For the 12th time I am starting my blogging habit again and I am terrified.
I am terrified of putting myself out there publicly. I am scared for what my friends and family will think of me when they see this side of me. I am petrified at the thought of making shitty blog posts and being criticized by my peers. “Who does Evan think he is?”
The last blog post I wrote was at least 4 years ago. I don’t remember why I stopped. If I were to guess, I probably placed too much pressure on myself to “get it right” and look good in front of you all. We all know that’s a recipe for discouragement and sucking the fun out of whatever you’re doing. Having not written for 4 years is evidence to support that.
Only recently have I been reminded of a few simple truths to push me to get started again.

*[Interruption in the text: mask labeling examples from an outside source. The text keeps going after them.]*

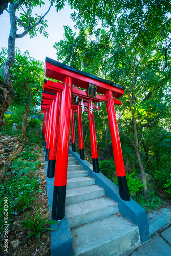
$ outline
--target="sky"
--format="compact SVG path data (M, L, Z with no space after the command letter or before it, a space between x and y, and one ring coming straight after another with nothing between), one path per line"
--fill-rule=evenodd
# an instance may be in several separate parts
M38 15L41 13L44 15L48 9L49 1L44 0L44 2L46 4L43 5L41 8L39 8L36 10L35 13ZM64 25L69 26L73 30L74 30L74 24L70 18L70 14L73 11L68 6L67 2L65 2L64 9L58 13L56 12L55 6L52 6L45 17L48 21L48 28L46 29L46 31L49 34L48 38L38 33L33 39L30 39L29 35L27 35L22 38L16 39L15 46L18 47L22 52L27 50L30 56L36 60L45 62L46 56L57 60L56 51L52 48L53 45L63 39ZM5 10L0 16L0 47L7 48L10 24L9 14Z

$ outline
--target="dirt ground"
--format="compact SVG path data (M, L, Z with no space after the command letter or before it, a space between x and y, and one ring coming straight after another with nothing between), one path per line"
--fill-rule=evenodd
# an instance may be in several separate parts
M39 166L38 170L36 175L41 179L39 189L42 190L42 192L37 193L36 196L37 198L35 202L38 205L40 206L40 212L44 211L48 207L48 198L46 193L46 181L44 168L44 159L43 157L43 147L39 147L35 144L34 151L37 151L38 158L36 160L42 162L41 165ZM33 151L33 152L34 152ZM39 151L40 152L39 152ZM9 174L7 177L7 179L10 178ZM36 210L35 205L33 204L30 207L28 211L29 215L32 217ZM42 218L47 215L49 218L47 221L50 220L49 211L47 210ZM26 238L27 235L29 233L29 230L26 229L23 229L22 226L19 224L19 221L26 220L27 212L21 213L19 215L14 216L12 220L12 226L10 226L10 232L8 235L8 248L9 252L4 252L2 244L4 242L4 238L1 241L1 249L2 255L11 256L32 256L39 255L49 256L50 255L50 231L46 230L42 233L39 238L35 236L33 236L30 238ZM50 227L47 225L47 227ZM13 242L14 241L14 242ZM37 252L36 252L36 251Z

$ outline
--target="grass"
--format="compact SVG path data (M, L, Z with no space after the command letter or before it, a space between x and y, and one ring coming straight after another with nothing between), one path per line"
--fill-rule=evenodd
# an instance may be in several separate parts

The difference between a great writer and amateur writer is simply the number of hours they put in. Innate talent is a myth and it all boils down to practice, practice, practice. My best strategy is to embrace the growth mindset over fixed mindset, which is to believe that I am capable of becoming great so long as I put in the work.
“I am not an expert at anything, therefore I should not write.” This a long held belief that disempowered me from starting again. A prolific writer shared with me the perspective that we don’t need to be an “expert” or have some sort of accolade to have permission to write. What if writing can simply be a means of sharing what you’re experiencing? A way of sharing what you’re currently dealing with, curious about, or learning? That’s a much more empowering strategy that takes the pressure off me.
“I need a specific niche to cover. I need to have a brand strategy. I need a comprehensive plan and path to monetizing my blog with several digital products lined up.” Yikes, what madness. No, none of that is necessary. Clarity comes through action, not idle thinking. I simply need to start and I will discover along the way. Keep it simple, silly.
There’s this video I revisit often to remind me that whenever I am starting on new craft, what I will be making is not going to be good. And that is complete normal and expected.
So just write, Evan. Write a fucking lot. It’s going to take years for you to get good, so you may as well enjoy the process starting now.
Nobody tells this to people who are beginners, and I really wish somebody had told this to me.
All of us who do creative work, we get into it because we have good taste. But it’s like there is this gap. For the first couple years that you’re making stuff, what you’re making isn’t so good. It’s not that great. It’s trying to be good, it has ambition to be good, but it’s not that good.
But your taste, the thing that got you into the game, is still killer. And your taste is good enough that you can tell that what you’re making is kind of a disappointment to you. A lot of people never get past that phase. They quit.
Everybody I know who does interesting, creative work they went through years where they had really good taste and they could tell that what they were making wasn’t as good as they wanted it to be. They knew it fell short. Everybody goes through that.
And if you are just starting out or if you are still in this phase, you gotta know its normal and the most important thing you can do is do a lot of work. Do a huge volume of work. Put yourself on a deadline so that every week or every month you know you’re going to finish one story. It is only by going through a volume of work that you’re going to catch up and close that gap. And the work you’re making will be as good as your ambitions.
I took longer to figure out how to do this than anyone I’ve ever met. It takes awhile. It’s gonna take you a while. It’s normal to take a while. You just have to fight your way through that.